Model Comparison and Next Run

Model Matching

Multiple methods of model comparison are supported, which are calculated based on the statistics of the current chain compared to the previous one. After choosing a statistic and a tolerance (the default is BIC and tolerance 5), if the run complies with the required tolerance, the algorithm adds more complexity to the model and initiates another run.

Model comparison is done in emperor via the emp_stats object, and works with any of the calculated statistics.

The available methods are:

Statistic	name	Comparison Criteria
\(\chi^2\)	`chi2`	`Min`
\(\chi^2_{\nu}\)	`chi2_red`	`Min`
AIC	`AIC`	`Min`
BIC	`BIC`	`Min`
DIC	`DIC`	`Min`
HQIC	`HQIC`	`Min`
RMSE	`RMSE`	`Min`
Maximum Posterior	`post_max`	`Max`
Maximum Likelihood	`like_max`	`Max`
Evidence	`Evidence`	`Max`
Pass	`Pass`	`Pass`

The comparison statistic can be set with the set_comparison_criteria method, and the tolerance changed with the set_tolerance method.

The comparison criteria min is: \[\mathrm{BIC_{old}} - \mathrm{BIC_{new}} > \mathrm{tol}\]

On the other hand, max corresponds to: \[\mathrm{BIC_{new}} - \mathrm{BIC_{old}} > \mathrm{tol}\]

While pass always continues.

For example, if we want to find Keplerian signals up to 5. We set the Evidence as comparison criteria, with a tolerance of 10. The \(K_0\) had a log Z value of -1338. Since \(-1338 - -\inf > 10\) passes. The \(K_1\) run had an Evidence value of -901, the comparison \(-901 - -1338 > 10\) passes again. The \(K_2\) run had an Evidence value of -948, the comparison fails \(-948 - -901 \not> 10\), stopping the program.

sim.set_comparison_criteria('Evidence')
sim.set_tolerance(10)

sim.autorun(0, 5)

Subsequent Steps

If there is a following run, there are three things that EMPEROR will consider. First, adding a block to the model. Second, selecting the priors for the new parameters. And third, selecting the priors for the pre-existent parameters.

The added block will usually be a Keplerian Block. The priors of the new parameters, can be chosen like in the previous section:

sim.add_condition(['Amplitude 1', 'limits', [40, 60]])  # ~Uniform[40, 60]

sim.add_condition(['Amplitude 2', 'limits', [20, 30]])  # ~Uniform[40, 60]

sim.add_condition(['Amplitude 3', 'limits', [1, 10]])  # ~Uniform[40, 60]

Each condition will be applied when that parameter comes to the table.
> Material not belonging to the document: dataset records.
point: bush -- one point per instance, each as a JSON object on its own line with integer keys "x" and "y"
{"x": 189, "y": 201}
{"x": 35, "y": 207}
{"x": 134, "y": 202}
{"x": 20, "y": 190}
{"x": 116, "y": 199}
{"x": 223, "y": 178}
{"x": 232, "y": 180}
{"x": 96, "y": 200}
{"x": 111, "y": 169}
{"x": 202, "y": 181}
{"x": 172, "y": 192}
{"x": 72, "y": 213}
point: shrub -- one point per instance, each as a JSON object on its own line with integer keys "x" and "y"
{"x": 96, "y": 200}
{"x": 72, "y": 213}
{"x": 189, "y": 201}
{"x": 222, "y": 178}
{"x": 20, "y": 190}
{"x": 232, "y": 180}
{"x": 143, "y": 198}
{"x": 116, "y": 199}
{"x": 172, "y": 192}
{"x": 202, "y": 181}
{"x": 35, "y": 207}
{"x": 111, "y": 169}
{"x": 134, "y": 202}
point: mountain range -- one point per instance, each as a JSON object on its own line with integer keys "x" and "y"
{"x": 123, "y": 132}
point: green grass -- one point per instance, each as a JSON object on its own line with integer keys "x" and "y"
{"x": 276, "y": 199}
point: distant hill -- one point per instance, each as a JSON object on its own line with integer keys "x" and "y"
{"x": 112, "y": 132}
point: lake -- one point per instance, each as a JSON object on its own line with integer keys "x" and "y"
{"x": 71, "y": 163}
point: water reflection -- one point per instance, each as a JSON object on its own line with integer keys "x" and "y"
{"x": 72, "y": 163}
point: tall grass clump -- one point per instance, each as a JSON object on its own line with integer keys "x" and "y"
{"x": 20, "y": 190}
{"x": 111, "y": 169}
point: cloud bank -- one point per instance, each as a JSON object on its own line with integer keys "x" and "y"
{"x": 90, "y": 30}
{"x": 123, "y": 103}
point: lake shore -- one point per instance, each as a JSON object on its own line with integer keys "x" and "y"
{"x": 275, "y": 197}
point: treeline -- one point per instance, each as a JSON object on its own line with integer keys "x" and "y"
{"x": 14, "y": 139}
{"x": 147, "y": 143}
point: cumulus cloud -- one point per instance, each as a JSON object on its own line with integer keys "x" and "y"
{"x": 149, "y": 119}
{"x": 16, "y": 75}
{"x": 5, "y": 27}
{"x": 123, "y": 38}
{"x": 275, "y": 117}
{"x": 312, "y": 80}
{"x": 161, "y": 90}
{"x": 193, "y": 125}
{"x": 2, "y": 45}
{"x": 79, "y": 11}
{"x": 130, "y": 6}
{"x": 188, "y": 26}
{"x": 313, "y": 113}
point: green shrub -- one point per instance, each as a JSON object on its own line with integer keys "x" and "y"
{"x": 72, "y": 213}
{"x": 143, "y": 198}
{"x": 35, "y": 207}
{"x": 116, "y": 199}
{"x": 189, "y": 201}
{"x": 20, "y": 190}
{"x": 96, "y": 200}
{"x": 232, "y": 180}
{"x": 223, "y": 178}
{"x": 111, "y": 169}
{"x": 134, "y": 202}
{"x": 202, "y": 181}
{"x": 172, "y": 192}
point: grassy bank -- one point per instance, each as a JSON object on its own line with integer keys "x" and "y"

The subsequent run can optionally employ the previous posterior as its prior. Notably, the exploration space won't be sliced around the solution; rather a new prior will be placed upon it. \emp\ includes two approaches for modelling the posterior of each parameter-- Kernel Density Estimation and Bayesian Gaussian Mixtures. Both methods are employed through custom objects built upon the sklearn library, accepting any native variables as an input dictionary.

Options to constrain subsequent runs based on parameter uncertainties are also available. The available methods include constraining the next run's parameters around:

\(n\sigma\) of each chain's standard deviation.
[\(\mu - n\sigma\), \(\mu + n\sigma\)]-th percentiles of the chain, matching the corresponding \(n\sigma\) Gaussian range.
High-Density Interval (HDI), matching the \(n\sigma\) Gaussian range (e.g. \(2\sigma\) will constrain around the 95% HDI). By default, emperor applies a 99% HDI interval.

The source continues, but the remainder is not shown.